AI Breakthrough: Large Language Models Accurately Measure Schizophrenia Risk Symptoms

TLDR: A new study demonstrates that large language models (LLMs) can accurately predict symptom severity in patients at clinical high risk for schizophrenia, using only clinical interview transcripts. The LLM’s performance, especially with semi-structured interviews, approaches human rater reliability. Key findings include the LLM’s ability to process foreign language transcripts and its improved accuracy when provided with a patient’s past clinical data. This research suggests LLMs could standardize and streamline symptom assessment, facilitating earlier and more precise interventions for individuals at risk.

Monitoring symptom severity in patients at clinical high risk (CHR) for schizophrenia is crucial for timely and effective treatment. Traditionally, tools like the Brief Psychiatric Rating Scale (BPRS) are used, but their administration requires lengthy, structured interviews, limiting their use in everyday clinical practice.

A recent study, titled “Using Large Language Models to Measure Symptom Severity in Patients At Risk for Schizophrenia” by Andrew X. Chen, Guillermo Horga, and Sean Escola, explores a promising new approach: leveraging large language models (LLMs) to predict BPRS scores directly from clinical interview transcripts. This innovative research utilized data from 409 CHR patients within the Accelerating Medicines Partnership Schizophrenia (AMP-SCZ) cohort.

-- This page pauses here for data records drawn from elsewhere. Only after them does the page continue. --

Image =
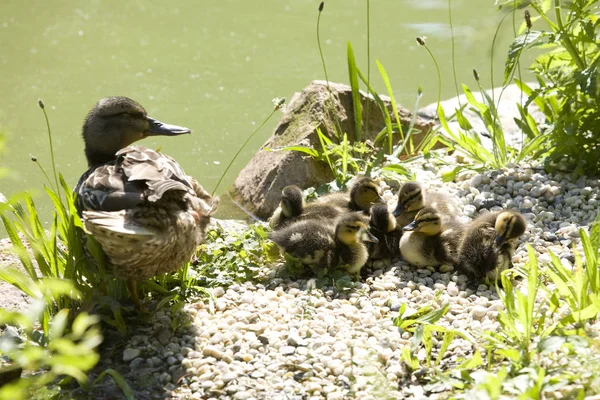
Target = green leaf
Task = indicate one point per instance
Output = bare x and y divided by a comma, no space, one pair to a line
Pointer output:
514,52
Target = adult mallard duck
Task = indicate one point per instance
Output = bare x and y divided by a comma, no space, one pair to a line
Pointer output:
319,243
427,241
412,198
146,213
489,242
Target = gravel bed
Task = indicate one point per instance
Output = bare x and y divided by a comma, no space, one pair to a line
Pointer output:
285,339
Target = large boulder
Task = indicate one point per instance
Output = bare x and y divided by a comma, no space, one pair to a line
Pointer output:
258,186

LLMs in Action: Predicting Symptom Severity

The researchers fed de-identified clinical interview transcripts into an LLM (specifically, OpenAI’s o3-mini-2025-01-31 model). These interviews were not specifically designed to measure BPRS scores, yet the LLM was tasked with predicting them in a “zero-shot” manner, meaning it had no prior training on this specific dataset or task-specific examples. The study analyzed two types of interviews: semi-structured PSYCHS interviews and more free-form open interviews.

The results were compelling. For PSYCHS transcripts, the LLM’s predictions showed a median concordance of 0.84 and an Intraclass Correlation Coefficient (ICC) of 0.73. These figures are remarkably close to reported human inter- and intra-rater reliability for BPRS assessments, which typically show a median concordance of 0.83 and an ICC of 0.70. This suggests that LLMs can infer symptom severity with an accuracy comparable to human experts.

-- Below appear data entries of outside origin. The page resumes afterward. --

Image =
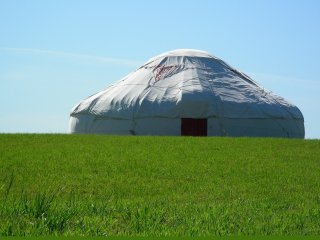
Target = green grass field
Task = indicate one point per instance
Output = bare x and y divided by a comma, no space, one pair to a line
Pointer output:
158,186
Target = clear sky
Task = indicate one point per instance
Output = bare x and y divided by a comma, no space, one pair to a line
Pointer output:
55,53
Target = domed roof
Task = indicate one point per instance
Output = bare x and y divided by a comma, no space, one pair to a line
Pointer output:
186,83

However, the LLM’s performance was less accurate with open interview transcripts, which are less structured and vary widely in content. In these cases, the model tended to underestimate total BPRS scores, particularly for affective symptoms like anxiety and depression, and positive symptoms such as suspiciousness and hallucinations. This highlights the importance of structured information for accurate assessment.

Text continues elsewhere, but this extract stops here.